Southern Co. CEO Tom Fanning acknowledged in an earnings call last month that the project’s cost will go up by $149 million partly due to the impacts of the pandemic. However, the company still expects to get the two new reactors operational under the current timetable.
Environmental and consumer groups want the PSC to start considering how the cost increases at Vogtle are going to affect customers sooner rather than later.
But Steve Hewitson, a lawyer representing Georgia Power, told commissioners Thursday the Vogtle Construction Monitor (VCM) spending updates the utility files every six months are not the proper forum for discussions of the project’s impact on customers.
“The VCM process is for verification and approval of costs incurred and to report on progress of the Vogtle expansion project,” Georgia Power wrote in prepared statement. “It includes public hearings held at the PSC, as well as reports filed by the PSC staff’s independent construction monitor as part of Georgia’s open and transparent regulatory process.

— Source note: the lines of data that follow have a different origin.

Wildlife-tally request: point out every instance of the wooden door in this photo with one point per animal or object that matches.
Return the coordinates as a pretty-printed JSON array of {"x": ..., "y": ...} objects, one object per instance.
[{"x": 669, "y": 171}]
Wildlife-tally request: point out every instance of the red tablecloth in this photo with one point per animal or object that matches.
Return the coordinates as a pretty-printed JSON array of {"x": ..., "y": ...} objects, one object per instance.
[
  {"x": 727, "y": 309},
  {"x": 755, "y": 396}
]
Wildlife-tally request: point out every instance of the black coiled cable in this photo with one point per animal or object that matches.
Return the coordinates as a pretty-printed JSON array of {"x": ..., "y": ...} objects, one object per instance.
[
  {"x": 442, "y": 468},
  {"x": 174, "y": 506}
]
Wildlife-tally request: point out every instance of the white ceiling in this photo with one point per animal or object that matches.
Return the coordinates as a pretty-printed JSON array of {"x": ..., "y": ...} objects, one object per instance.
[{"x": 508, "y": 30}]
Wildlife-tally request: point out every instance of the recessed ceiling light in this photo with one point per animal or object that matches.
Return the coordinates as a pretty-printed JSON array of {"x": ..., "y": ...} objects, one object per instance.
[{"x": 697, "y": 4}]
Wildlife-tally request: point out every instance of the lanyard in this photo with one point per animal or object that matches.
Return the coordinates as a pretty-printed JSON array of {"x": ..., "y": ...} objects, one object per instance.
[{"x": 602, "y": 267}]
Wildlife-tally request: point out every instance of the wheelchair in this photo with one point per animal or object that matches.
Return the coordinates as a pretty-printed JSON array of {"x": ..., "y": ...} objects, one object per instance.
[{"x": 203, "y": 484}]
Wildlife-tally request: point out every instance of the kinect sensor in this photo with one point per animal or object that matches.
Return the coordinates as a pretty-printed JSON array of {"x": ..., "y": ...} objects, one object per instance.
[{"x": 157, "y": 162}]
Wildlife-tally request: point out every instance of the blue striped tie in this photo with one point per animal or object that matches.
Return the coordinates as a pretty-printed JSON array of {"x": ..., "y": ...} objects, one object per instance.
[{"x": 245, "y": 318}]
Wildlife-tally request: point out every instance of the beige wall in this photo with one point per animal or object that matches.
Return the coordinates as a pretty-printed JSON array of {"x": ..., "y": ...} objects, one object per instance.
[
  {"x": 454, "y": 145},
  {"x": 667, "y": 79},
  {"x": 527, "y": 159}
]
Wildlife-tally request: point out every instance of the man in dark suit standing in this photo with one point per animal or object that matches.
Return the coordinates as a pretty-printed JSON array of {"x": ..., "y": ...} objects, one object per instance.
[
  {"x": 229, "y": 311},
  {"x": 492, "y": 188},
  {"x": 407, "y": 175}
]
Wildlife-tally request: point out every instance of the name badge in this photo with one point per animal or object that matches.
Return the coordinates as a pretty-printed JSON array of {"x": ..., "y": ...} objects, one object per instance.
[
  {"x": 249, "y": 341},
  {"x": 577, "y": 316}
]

“We agree with the [commission’s] Public Interest Advocacy Staff that specific ratemaking questions should be addressed in a separate filing with the PSC closer to commercial operations of the units.”
Ebersbach said he’d like to see Georgia Power take up the ratemaking issues sooner, when the company files its next semi-annual VCM report. The commission is expected to receive that report by the end of this month.
Coyle said even if that doesn’t happen, the testimony being provided by Grace and others is building a case that should convince the PSC ultimately to reject at least some of the cost overruns at Vogtle as unreasonable, which would force the company – not customers – to pick up the bill.
“The most important thing happening right now is the commission’s staff, the independent construction monitors and the intervenors are getting information into the record now that will be critical when the prudency hearings begin,” she said. “Hopefully, some of these costs will be deemed imprudent.”